Хан вытянул из кармана пачку «Донского табака», спички. Неторопливо раскурил сигарету, протянул пачку варнаку; тот отрицательно покачал головой. Пастырь не торопился начинать беседу, понимая, что Хан не просто так сюда пришёл. Чего суетиться языком, если ясно, что у царька к нему разговор.
А тот быстро затягивался, озирая утлое помещение дежурки, кое-как освещаемое тусклым светом керосинки, сплёвывал, скрёб щетину на скуле.
— Нет у нас твоего сына, — сказал он наконец, выпуская из носа дымные струйки.
— Угу, — кивнул Пастырь.
— Сам из Михайловска?
— Из.
— А что так долго не приходил?
— Идти было далеко.
Хан дёрнул бровью, вдавил окурок в окрашенную синим стену, помахал рукой, разгоняя химическую вонь, буркнул:
— Поясни.
Пастырь в двух словах рассказал ему, кто он, откуда и как.

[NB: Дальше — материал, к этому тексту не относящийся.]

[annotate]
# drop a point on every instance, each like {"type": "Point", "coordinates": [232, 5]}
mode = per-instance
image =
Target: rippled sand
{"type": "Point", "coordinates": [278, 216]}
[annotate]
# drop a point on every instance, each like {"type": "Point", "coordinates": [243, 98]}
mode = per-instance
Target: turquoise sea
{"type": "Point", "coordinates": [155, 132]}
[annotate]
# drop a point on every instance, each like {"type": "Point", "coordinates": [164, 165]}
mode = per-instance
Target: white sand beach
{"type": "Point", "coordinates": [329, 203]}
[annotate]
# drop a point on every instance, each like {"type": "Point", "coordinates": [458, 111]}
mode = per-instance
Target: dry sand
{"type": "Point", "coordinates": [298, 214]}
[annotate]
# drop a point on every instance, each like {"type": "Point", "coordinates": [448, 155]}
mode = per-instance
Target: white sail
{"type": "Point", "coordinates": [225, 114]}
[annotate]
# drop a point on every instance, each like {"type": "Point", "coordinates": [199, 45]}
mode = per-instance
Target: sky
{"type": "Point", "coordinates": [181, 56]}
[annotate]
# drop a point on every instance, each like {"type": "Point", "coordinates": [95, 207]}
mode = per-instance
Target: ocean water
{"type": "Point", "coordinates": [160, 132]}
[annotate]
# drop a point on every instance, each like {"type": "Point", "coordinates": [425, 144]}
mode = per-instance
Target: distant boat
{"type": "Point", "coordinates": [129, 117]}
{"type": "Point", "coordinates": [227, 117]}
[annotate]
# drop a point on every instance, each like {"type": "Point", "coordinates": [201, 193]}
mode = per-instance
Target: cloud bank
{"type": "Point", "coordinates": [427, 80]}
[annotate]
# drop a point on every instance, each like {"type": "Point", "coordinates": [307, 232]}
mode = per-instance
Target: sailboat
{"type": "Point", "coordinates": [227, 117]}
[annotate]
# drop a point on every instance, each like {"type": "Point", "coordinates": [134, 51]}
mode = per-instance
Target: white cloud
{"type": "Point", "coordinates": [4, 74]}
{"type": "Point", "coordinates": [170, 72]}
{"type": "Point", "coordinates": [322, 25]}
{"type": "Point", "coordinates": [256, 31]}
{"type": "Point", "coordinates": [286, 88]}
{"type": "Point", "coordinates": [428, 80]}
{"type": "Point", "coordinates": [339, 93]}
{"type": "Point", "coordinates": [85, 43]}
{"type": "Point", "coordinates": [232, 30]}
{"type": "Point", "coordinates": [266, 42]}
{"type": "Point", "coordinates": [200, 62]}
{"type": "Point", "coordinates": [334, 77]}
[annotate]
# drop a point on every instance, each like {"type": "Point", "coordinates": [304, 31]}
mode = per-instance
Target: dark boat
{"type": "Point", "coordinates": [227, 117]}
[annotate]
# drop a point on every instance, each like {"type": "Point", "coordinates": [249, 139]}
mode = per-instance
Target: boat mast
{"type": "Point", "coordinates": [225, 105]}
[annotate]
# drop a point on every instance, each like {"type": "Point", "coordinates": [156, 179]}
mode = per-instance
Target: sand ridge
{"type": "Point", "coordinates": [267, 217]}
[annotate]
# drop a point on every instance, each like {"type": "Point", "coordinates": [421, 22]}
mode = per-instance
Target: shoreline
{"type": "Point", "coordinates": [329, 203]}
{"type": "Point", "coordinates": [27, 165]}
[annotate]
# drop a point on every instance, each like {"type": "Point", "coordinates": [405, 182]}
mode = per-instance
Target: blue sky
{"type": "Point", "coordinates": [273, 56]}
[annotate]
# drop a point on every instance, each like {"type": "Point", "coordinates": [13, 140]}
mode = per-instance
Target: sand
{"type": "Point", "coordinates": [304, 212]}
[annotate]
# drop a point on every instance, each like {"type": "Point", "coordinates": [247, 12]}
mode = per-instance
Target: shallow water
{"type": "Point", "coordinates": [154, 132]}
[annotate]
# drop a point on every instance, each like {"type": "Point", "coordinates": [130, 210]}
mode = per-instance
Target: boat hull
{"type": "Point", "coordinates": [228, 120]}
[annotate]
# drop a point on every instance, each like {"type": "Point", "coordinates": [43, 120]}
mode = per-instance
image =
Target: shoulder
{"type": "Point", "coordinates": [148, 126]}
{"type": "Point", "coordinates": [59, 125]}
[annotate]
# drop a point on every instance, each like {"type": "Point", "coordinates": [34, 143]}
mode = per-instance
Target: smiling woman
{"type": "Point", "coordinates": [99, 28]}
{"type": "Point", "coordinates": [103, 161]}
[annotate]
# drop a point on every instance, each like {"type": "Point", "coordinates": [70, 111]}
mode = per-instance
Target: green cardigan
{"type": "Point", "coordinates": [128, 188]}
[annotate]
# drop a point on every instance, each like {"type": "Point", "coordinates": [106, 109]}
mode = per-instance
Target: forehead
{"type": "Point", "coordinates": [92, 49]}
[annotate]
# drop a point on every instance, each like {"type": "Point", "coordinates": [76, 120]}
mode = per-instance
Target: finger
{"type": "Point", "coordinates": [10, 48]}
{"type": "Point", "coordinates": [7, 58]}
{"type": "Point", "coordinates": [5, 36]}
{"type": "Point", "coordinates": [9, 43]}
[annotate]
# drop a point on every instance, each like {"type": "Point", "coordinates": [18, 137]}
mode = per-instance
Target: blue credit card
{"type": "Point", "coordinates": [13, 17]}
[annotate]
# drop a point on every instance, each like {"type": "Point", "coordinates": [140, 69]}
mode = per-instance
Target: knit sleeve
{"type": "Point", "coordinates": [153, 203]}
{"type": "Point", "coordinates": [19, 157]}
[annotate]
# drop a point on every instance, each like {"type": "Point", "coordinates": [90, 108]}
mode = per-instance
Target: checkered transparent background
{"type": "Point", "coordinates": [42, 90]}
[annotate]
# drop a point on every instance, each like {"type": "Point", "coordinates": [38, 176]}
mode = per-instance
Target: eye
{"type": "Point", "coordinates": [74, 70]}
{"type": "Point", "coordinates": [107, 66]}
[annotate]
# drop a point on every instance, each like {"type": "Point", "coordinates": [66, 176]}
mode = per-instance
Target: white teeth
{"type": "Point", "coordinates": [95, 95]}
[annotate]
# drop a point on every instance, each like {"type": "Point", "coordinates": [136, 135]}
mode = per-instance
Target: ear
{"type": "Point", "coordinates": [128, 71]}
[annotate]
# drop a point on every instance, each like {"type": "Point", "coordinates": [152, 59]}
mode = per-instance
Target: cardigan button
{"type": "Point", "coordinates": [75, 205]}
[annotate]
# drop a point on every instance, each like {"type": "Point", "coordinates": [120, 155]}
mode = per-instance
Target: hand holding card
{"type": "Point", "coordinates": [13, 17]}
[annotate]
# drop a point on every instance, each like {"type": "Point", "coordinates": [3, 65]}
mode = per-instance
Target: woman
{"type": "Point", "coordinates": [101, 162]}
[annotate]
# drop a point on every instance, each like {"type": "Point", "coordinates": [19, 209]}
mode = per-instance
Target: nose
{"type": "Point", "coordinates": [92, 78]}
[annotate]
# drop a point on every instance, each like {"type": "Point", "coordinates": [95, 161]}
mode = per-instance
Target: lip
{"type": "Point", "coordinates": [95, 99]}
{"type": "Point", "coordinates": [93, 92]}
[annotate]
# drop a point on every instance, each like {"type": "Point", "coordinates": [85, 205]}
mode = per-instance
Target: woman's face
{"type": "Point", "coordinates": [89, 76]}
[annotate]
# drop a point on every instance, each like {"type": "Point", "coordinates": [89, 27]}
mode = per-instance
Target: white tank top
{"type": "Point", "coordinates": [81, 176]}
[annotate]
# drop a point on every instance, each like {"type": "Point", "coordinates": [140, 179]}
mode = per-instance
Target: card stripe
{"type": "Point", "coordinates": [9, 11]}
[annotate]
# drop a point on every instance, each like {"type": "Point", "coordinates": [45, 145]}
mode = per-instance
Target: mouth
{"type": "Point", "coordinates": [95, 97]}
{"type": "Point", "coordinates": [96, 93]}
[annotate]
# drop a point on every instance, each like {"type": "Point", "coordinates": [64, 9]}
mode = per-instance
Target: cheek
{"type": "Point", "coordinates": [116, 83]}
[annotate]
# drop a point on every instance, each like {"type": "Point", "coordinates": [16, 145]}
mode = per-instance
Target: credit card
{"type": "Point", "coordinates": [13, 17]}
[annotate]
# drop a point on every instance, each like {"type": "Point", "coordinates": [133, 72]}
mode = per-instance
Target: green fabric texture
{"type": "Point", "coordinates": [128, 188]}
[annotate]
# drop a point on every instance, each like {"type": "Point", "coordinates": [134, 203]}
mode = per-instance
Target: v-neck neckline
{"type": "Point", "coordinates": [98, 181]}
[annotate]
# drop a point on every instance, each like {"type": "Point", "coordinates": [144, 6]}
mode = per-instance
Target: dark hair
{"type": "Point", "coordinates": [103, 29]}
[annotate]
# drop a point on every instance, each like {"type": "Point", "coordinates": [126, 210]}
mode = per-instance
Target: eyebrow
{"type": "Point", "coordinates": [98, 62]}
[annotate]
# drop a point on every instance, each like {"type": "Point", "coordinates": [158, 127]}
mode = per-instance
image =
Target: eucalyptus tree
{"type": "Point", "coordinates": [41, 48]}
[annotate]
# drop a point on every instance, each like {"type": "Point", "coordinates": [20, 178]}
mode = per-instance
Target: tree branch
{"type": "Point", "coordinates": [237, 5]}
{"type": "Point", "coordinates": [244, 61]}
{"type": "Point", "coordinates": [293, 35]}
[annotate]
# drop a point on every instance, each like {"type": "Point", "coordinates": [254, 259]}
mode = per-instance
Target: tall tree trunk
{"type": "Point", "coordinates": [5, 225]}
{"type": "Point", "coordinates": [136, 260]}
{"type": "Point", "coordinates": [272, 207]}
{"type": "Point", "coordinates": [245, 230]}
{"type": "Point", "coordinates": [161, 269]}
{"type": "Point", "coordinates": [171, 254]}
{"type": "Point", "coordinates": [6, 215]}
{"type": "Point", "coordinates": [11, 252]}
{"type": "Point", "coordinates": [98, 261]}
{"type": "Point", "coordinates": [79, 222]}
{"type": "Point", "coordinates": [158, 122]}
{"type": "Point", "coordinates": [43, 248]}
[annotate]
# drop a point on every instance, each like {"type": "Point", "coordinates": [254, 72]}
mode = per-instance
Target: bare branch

— Не врёшь, — кивнул Хан, который всё это время внимательно слушал, не сводя с лица варнака своих чернооких щёлочек. — Это хорошо.
Пастырь пожал плечами: а чего мне врать-то. А главное — перед кем.
— Ты, значит, много видел, — задумчиво произнёс Хан. — Можешь сказать, сколько живых осталось?
— Я их не считал. Но мало.
— Это хорошо, — кивнул Хан и ответил на удивлённый взгляд варнака: — Меньше народу, больше кислороду. Большую войну мы не потянем.
— А ты воевать собрался? — удивился Пастырь.
— Придётся, — невозмутимо кивнул Хан. — Всяко разно — придётся.
— А зачем?
— За жизнь. За новую жизнь. Будут несогласные. Все ведь не умрут. А жить хотят все. И жить хотят лучше других, и чтобы никто не мешал.
Да он больной, — подумал Пастырь, — просто больной. А вслух сказал:
— Новый мировой порядок?.. Михайловск — столица нового мира. На мировом престоле — юный сын калмыцкой степи император Хан. Полста хмурых пионеров с калашами в руках стоят за его спиной у порога новой жизни.
Хан не обозлился. Усмехнулся слегка, жёстко глянул в глаза.
— Ты этого не увидишь, мясо.
— Да уж не хотелось бы.
— Не увидишь.
— Убьёшь? — Пастырь прищурился с ухмылкой.
— Да, — просто и коротко ответил Хан.
— Почему?
— Не почему, а — зачем.
— Зачем?
— Пацанам есть надо. Но это не сегодня и не завтра, не ссы. У нас ещё две собаки в запасе.
— Ну, ладно.
Замолчали. Хан всматривался, надеялся, наверно, увидеть страх в глазах варнака, искал слабину.
— Ты, мужик, зла на нас не держи, — сказал он через несколько минут молчания. — Мы ведь тебя сюда не звали, ты сам пришёл.
— Базара нет.
Накинуть бы тебе сейчас на шею жгут, обвитый вокруг пояса. Он прилипнет сразу, стянет. Опешишь ты, выпучишь свои узкие бурятские глазёнки, задёргаешься, раскрыв рот, пытаясь заглотнуть воздуха…
Если бы не решётка…
— Сегодня суд будет. Заодно и про тебя порешаем, — кивнул Хан, раскуривая новую сигарету.